Preparando Festa?! Crônica do Cotidiano

Preparando Festa?!  Crônica de Cotidiano
    Nesses dias, quase que se torna obrigatório algum método para as compras, pois os produtos são diferenciados e não os temos na prateleira.
    Também lemos as receitas especiais e o que é necessário para que fique daquele jeito que a gente gosta. Eu tenho a impressão que todos comemoram o Natal, alguns com um abraço, outros com viagem, outros, ainda, com a família e tem gente que comemora assistindo um filme e comendo pipocas e castanhas na frente da televisão.
     Embora seja época de festas, há outros assuntos em voga no supermercado e, fora dele.
     Sinceramente, eu me recuso falar de política quando estou pensando no Natal.
     Tem quem goste.
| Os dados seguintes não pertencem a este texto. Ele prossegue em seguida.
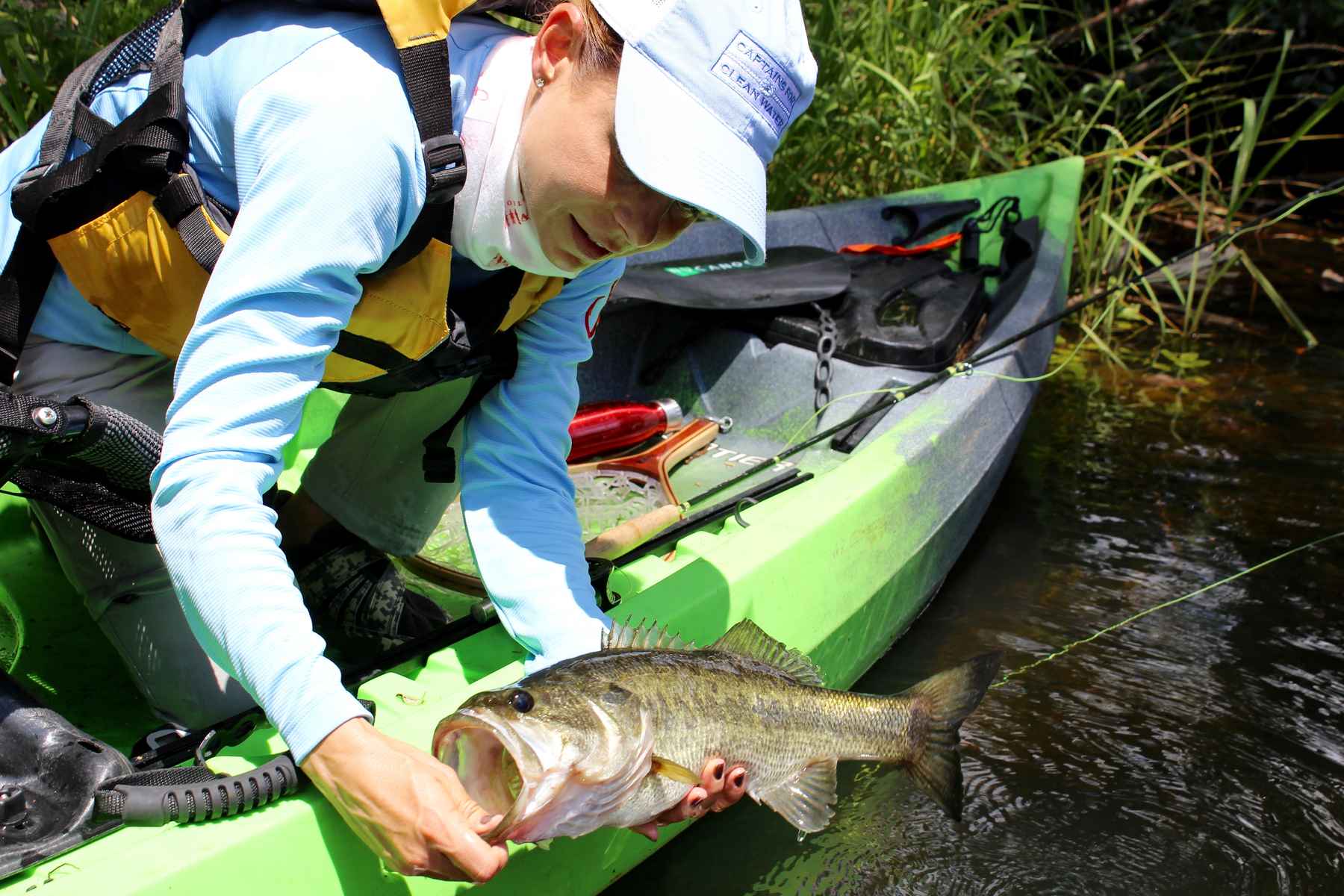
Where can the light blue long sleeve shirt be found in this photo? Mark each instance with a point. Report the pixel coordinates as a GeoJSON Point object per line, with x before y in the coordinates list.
{"type": "Point", "coordinates": [300, 121]}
Que deixe para a semana que vem.
     À insistência, uma oração.
     Pelo outro, não. Dessa vez a oração é para e por mim. Quem deve ficar em oração sou eu, não o outro.
     O que é que custa deixar para depois uma conversa que dura o ano inteiro.
     O Natal é uma data para dizer do menino Jesus e do seu nascimento. Permitir-se gostar, deixar a emoção fluir, gostar do próximo, servir ao próximo, nem que seja a pipoca feita ao forno de micro-ondas.
     Ninguém precisa de muito para comemorar. Uns vão ao culto e outros vão à missa e só. E esse só é o que basta para fortalecer a fé, para acreditar no amanhã, para fazer alguém menos infeliz.
     Todos nós precisamos desse olhar de criança, de esperança, de ao menos pensar que as coisas vão dar certo. Agora a oração é dupla, pois sinceramente eu acredito na possibilidade das coisas darem certo para mim, para você, para os amigos, para os vizinhos e todas as pessoas de boa fé. Sem desambiguação, todos precisam de esperança, fé e caridade.
     A vida não é feita de teoria e, aproveito para contar um fato onde, pela fé, ficamos em paz.
     Estive numa roda de conhecidos. Todos ao celular.
     Depois de várias citações e perguntas às quais não respondi, disse:
     _Eu estou vendo. Você está perguntando e digitando ao mesmo tempo!
     Eles me olharam chateados e sem saber o que dizer.
     Aí eu terminei a frase:
     _Mas estamos em época de festa, vamos acreditar que vocês não perguntaram, não digitaram e eu não vi vocês digitando.
     A turma sorriu e concordou.
     Mas veio a música nada apropriada para a época.
     _Para de cantar que eu não escuto.
     Rimos todos e mudamos de assunto. Pela fé nos saudamos.


     Tem cabimento uma música dessas? Versão infantil:



Um comentário:

Célia Rangel disse...

Correndo das "poderosas" & mensagens pré-fabricadas... Só mesmo "Pela fé nos saudamos".
Abraços natalinos,
Célia.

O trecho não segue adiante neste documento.